A turma entendeu que as provas nos autos demonstram que a autora exerceu a posse em caráter precário, a partir de autorização do proprietário, com finalidade específica — alugar o imóvel e destinar o rendimento ao sustento do filho. Esse quadro afasta o animus domini, elemento subjetivo indispensável à usucapião. O colegiado também rejeitou a alegação de cerceamento de defesa, registrando que a parte autora foi intimada a especificar provas e não requereu, tempestivamente, perícia grafotécnica para dirimir a controvérsia sobre a assinatura do contrato, acarretando preclusão do pedido probatório. Ainda conforme o acórdão, o fato de o bem não ter sido incluído na partilha do divórcio reforça a versão de que não houve doação nem transferência de domínio.
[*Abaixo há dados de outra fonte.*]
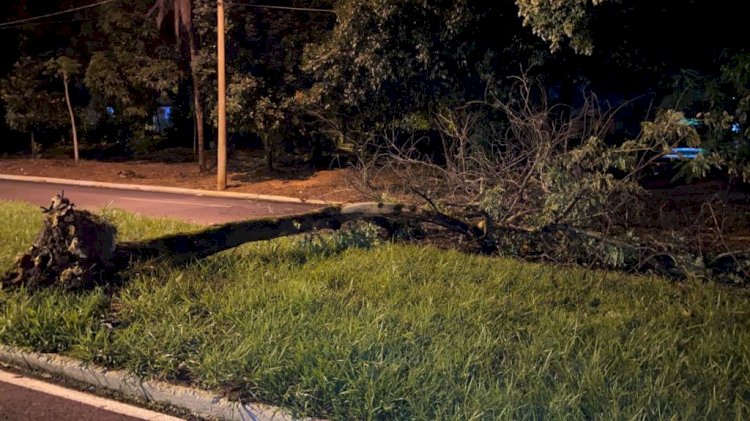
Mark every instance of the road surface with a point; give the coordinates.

Os pedidos subsidiários relativos a modalidades diversas de usucapião foram igualmente rejeitados, porque a natureza precária da cessão não se transforma em posse com ânimo de dono simplesmente pelo decurso do tempo ou por declarações testemunhais sobre reputação social da autora como "dona do imóvel".
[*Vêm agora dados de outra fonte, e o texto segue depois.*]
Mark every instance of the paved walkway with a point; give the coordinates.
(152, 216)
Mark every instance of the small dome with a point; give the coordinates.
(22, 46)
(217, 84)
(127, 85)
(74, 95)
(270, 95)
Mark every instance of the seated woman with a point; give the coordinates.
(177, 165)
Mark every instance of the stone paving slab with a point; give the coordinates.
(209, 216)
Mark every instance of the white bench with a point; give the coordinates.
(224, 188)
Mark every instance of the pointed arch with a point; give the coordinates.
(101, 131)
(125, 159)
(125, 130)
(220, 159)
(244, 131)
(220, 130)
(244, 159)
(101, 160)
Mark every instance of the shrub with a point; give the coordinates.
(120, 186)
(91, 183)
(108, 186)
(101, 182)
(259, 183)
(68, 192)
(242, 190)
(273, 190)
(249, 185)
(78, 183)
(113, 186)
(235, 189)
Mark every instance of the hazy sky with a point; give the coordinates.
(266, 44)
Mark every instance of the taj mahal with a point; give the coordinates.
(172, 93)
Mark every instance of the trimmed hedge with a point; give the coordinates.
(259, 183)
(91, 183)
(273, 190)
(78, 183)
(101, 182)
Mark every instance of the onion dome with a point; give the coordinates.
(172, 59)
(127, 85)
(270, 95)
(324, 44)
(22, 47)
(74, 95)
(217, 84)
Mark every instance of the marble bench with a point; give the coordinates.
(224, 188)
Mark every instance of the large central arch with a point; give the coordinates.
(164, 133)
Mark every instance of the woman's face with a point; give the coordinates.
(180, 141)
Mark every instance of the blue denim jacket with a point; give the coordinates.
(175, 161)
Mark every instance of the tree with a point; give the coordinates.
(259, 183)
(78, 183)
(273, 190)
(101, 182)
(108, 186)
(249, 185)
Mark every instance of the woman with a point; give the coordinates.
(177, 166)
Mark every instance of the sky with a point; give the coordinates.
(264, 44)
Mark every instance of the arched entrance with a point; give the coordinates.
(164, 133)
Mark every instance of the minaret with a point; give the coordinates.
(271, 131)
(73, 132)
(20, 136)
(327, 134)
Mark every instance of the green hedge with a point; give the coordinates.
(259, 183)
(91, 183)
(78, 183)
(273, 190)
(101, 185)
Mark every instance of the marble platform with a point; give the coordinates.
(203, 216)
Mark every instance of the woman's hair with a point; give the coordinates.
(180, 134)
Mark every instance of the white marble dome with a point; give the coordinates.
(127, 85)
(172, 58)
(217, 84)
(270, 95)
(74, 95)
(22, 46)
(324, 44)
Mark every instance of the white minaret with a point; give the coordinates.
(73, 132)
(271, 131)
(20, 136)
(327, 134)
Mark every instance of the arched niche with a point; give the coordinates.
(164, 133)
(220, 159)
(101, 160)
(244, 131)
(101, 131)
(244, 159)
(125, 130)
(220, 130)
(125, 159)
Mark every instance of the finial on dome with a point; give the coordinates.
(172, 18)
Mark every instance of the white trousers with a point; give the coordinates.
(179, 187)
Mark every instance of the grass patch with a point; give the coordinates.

Base normativa e precedentes

  • Art. 429, II, CPC (Lei 13.105/2015) — disciplina o ônus de provar quando a autenticidade de documento é impugnada, impondo que quem traz o documento comprove sua veracidade.
  • Código Civil (Lei 10.406/2002) — norma matriz sobre usucapião e aquisição de propriedade por prescrição aquisitiva, cuja exigência de posse com animus domini é requisito consolidado na legislação e na jurisprudência.
  • Jurisprudência consolidada dos tribunais superiores — reconhece que atos de permissão, tolerância ou comodato caracterizam posse precária, insuficiente para geração de usucapião; o mero decurso do tempo não converte automaticamente tolerância em posse ad usucapionem.

Impacto prático

  • Para advogados: reforça a necessidade de produção probatória robusta quando se alega usucapião a partir de documento cuja autenticidade pode ser impugnada; perícia grafotécnica e reconhecimento de firma são provas preventivas valiosas.
  • Para proprietários: confirma que a cessão verbal ou comodato para geração de renda não costuma ensejar perda do domínio por usucapião, desde que exista prova da natureza precária da transferência e de intenção do doador/proprietário.
  • Para demandantes em ações de usucapião: evidencia que depoimentos sobre a reputação da possuidora como "dona" são frágeis quando contrapostos por prova documental ou circunstancial de cessão precária (como ausência de inclusão em partilha ou comprovantes de devolução/controle do bem pelo proprietário).
  • Processos em curso: decisões semelhantes do TJ/MG podem influenciar a estratégia probatória em casos locais, indicando que tribunais estaduais permanecem atentos ao elemento subjetivo da posse (animus domini) e ao cumprimento do ônus probatório do autor.

O que observar

  • Ônus probatório: quando a autenticidade de documento é impugnada, o autor deve agotar meios de prova em tempo oportuno (por exemplo, perícia grafotécnica), sob pena de preclusão. A condenação probatória prevista no art. 429, II, CPC, foi decisiva no caso.
  • Natureza da cessão: contratos sem formalização (sem data, sem reconhecimento, sem testemunhas idôneas) têm eficácia probatória limitada; a existência de um comodato verbal, somada à finalidade específica de gerar renda, fragiliza pretensões aquisitórias por prescrição.
  • Divergência probatória e recursos: a questão pode ser reexaminada em sede de recurso especial quando demonstrada violação a norma federal, notadamente quanto à aplicação do CPC sobre ônus da prova; porém, a revaloração de provas é limitada nos tribunais superiores.
  • Modulação e estabilidade das decisões: o tribunal manteve interpretação que tende a preservar o patrimônio do titular quando há indícios de cessão precária; profissionais devem avaliar riscos de impugnação em casos de usucapião baseados em documentos frágeis.

Conclusão: a decisão do TJ/MG reforça a linha de que a usucapião não floresce da mera detenção autorizada de imóvel para fins específicos, especialmente quando a prova documental do título alegado é impugnada e não foi oportunamente esclarecida pela parte requerente.